Since the timetable change on 11 December 2005, direct services are able to run from the Odenwald Railway on the new rail link north of Darmstadt to Frankfurt. This service is operated hourly from Erbach to Frankfurt, via Frankfurt Central Station, Offenbach Central Station, Hanau Central Station and then on to Erbach (and vice versa), with a short stop and reversal in Frankfurt Central Station. Some of these trains travel in the peak with three sets coupled. The journey from Erbach to Frankfurt via Darmstadt now take about 88 minutes.

When the trains run through Babenhausen there are interchanges on the Rhine-Main Railway to Darmstadt and Aschaffenburg. Since the timetable change of 2005, connections on Sundays and public holidays are no longer matched, causing longer waiting times.

There are currently no freight operations on the Odenwald Railway.

Since December 2011, some services running to Darmstadt continue to Pfungstadt on the Pfungstadt Railway.

== Cultural significance ==
The line for its whole length is listed as a historic landmark under the Hessian Monument Protection Act. Its whole length of 120 km, especially its southern part, is very scenic: between Erbach and Eberbach it runs across a mountain range with many engineering structures. The Himbächel viaduct with a total length of 250 m and a maximum height of 40 m and the Haintal viaduct with a length of 173 m and two 60 m long viaducts over the Rindengrund and the kurze Tal ("short valley") are the most impressive viaducts. The line has three tunnels: the 240-metre-long Engelberg tunnel at Reinheim, the 1,205 m long tunnel near Frau-Nauses, both 8 m wide in preparation for a second track, and the Krähberg tunnel with a length of 3,100 m. At the top of the Mümling valley the line has its maximum grade of 1:70 and its smallest curve radius of 300 m.

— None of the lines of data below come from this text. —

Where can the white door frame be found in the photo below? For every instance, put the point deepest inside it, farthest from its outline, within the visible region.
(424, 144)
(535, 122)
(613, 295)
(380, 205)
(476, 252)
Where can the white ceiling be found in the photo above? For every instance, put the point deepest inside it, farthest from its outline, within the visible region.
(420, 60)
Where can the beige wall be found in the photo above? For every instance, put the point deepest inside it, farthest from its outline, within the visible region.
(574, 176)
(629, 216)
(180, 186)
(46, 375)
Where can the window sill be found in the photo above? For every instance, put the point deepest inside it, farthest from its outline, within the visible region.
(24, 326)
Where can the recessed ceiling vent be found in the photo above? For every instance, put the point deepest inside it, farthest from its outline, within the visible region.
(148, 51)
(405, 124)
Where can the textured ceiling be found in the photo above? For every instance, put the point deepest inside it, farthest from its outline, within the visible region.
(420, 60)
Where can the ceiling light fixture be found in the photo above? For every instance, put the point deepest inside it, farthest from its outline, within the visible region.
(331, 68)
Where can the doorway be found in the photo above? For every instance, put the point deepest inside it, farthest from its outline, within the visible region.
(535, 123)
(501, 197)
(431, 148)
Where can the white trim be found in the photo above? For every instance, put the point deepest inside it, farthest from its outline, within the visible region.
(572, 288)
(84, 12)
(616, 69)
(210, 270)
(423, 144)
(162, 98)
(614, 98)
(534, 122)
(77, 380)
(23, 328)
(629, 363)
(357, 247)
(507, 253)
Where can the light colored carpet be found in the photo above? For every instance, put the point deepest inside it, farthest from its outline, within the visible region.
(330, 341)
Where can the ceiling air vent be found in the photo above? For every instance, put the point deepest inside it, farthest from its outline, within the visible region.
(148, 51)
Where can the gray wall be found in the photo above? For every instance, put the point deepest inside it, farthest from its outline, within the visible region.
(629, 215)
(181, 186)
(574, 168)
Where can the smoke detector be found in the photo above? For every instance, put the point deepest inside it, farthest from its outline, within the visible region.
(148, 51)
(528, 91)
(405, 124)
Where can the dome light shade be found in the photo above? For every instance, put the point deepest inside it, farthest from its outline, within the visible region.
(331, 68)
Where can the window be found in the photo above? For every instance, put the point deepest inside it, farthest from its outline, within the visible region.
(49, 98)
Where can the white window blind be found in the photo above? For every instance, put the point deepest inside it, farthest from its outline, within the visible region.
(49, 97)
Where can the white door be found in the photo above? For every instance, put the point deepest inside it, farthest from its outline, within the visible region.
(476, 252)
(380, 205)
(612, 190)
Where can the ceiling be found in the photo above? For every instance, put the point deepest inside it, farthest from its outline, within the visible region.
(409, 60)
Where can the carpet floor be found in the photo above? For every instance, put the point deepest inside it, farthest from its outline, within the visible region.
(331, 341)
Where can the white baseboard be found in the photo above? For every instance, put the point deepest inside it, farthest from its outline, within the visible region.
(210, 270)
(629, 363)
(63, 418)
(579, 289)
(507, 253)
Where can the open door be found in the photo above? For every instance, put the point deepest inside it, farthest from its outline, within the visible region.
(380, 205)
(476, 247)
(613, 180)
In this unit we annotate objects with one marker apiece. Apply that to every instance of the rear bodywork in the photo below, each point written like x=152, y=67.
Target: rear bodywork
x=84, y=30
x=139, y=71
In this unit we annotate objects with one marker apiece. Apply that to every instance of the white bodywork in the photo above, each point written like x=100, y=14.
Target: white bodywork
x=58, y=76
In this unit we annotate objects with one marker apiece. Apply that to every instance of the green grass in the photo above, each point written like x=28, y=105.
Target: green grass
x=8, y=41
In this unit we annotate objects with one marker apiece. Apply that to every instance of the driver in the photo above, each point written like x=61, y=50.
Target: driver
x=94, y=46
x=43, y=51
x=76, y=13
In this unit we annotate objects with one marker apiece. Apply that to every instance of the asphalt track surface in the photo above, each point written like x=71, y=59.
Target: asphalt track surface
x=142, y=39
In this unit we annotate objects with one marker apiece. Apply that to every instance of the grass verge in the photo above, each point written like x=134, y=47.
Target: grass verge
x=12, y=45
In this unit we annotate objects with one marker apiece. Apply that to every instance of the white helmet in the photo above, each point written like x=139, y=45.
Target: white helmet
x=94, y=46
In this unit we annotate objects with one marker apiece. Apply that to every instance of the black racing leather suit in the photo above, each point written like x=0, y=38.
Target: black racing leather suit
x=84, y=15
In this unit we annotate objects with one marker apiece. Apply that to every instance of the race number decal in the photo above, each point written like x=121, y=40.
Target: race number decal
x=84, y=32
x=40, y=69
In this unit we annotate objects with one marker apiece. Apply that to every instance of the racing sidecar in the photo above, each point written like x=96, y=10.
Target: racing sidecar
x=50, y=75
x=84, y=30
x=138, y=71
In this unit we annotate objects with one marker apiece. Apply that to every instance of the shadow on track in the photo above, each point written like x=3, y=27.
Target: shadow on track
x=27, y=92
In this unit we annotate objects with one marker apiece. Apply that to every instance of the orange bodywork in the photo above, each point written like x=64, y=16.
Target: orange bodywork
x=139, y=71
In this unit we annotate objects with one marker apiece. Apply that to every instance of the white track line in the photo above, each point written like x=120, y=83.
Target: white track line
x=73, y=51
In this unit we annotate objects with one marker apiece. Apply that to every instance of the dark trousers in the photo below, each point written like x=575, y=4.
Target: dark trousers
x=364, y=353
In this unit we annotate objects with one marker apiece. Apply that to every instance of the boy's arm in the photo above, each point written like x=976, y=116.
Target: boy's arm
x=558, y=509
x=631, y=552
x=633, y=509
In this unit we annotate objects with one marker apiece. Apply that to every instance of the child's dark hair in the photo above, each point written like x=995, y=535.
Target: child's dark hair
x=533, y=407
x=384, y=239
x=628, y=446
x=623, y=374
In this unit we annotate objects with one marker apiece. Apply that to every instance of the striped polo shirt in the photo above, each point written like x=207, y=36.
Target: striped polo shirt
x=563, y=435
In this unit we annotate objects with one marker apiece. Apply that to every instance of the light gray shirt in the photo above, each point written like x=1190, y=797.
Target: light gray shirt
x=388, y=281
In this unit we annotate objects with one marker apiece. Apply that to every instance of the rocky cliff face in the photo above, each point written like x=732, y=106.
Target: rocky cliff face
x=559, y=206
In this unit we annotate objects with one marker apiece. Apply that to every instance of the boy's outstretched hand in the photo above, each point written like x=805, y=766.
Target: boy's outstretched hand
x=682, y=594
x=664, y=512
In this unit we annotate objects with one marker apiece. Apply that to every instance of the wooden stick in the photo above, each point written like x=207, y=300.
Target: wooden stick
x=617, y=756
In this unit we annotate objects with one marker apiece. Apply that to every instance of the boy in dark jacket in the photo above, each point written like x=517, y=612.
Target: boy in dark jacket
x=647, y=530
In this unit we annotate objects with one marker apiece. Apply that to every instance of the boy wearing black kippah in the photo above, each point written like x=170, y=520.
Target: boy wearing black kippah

The railway was a tourist attraction from the beginning. It was travelled over by the Grand Duke Ludwig of Hesse and his wife, Princess Alice of the United Kingdom, accompanied by the Count of Erbach-Schönberg and their guest, Prince Arthur, Duke of Connaught and Strathearn, a brother of the Duchess, in early 1872, on the way to Lauterbach.